They next dragged themselves to Herra Brotherus’s room. Voot knocked on the door—what else could he do; stand there in silence, attempting to telepathically will the room’s occupant over to open it?—and they were at once treated from within to solicitous promises of the door shortly being opened. Brotherus being, if nothing else, a man of his word, the door was, duly, soon opened, and there he stood, in a rumpled suit, smiling complaisantly.

“I’m sorry I took so long to answer the door, mademoiselle, monsieur, monsieur.” He bowed to each. “To what do I owe the pleasure of this visit?”

“We wanted to ask if you were the murderer,” said Enid. Voot looked on her a little disapprovingly, having hoped they might have gone about the matter with a little more slyness and tact.

“M-m-murderer?” He looked from one to the other.

“Perhaps we should explain,” said Voot. “May we come in?”

“Oh!

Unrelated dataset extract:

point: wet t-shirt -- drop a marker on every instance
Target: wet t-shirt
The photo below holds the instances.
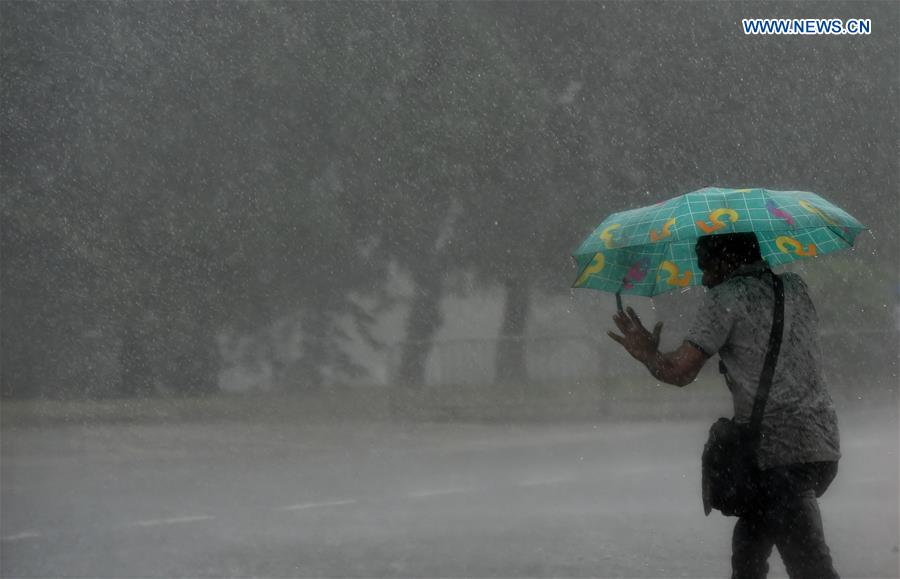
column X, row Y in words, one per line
column 734, row 320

Of course, of course, how rude of me, heh-heh!” Here Brotherus slapped himself violently on his cheek in self-reproach. “Please do!”

He sat them down round his coffee table and made quite a fuss over them, offering tea (declined) and slices of cake (accepted by Gangakanta, only to be hastily retracted with a sheepish smile and admission that there was no actual cake to be had; Brotherus, you see, had only been trying to be polite).

Finally, he sat down across from them, and began: “Do any of you follow the horses?”

“Horses?” asked Enid.

Brotherus nodded, eagerly. “Racing horses. Betting! Do you?”

“The reason we’ve come,” Voot interrupted him, “is because of this.” He handed Brotherus the letter, which was folded in half.

Brotherus took it, thanking him profusely, held it delicately in his hands, and stared at it.

“You’ll have to open it up,” Voot explained.

Brotherus looked at him blankly.

“The note. It’s folded. You’ll have to open it up, in order to read it.”

Brotherus returned his gaze to the note in his hands, stared at it, then back to Voot.

“Why don’t you help him?” asked Enid, of Voot. “After all, it would be the gentlemanly thing to do.”

Shamed into action, Voot leant forward, in order to retrieve the note from Brotherus, and either open it for him, or educate the gentleman in how to do so himself (this latter option, Voot reasoned, being preferable, in that in future, similar scenarios, when confronted with a folded note, and Voot nowhere in the vicinity, Brotherus might put to good use that which he was now on the verge of learning, and be able to read that future note successfully, to the satisfaction of all). But Brotherus sprang back from him, shielding the note in his cupped palms, a look of primal distrust disfiguring his face, like an early man whose half-gnawed bison bone had been snatched at by a Neanderthalic rival.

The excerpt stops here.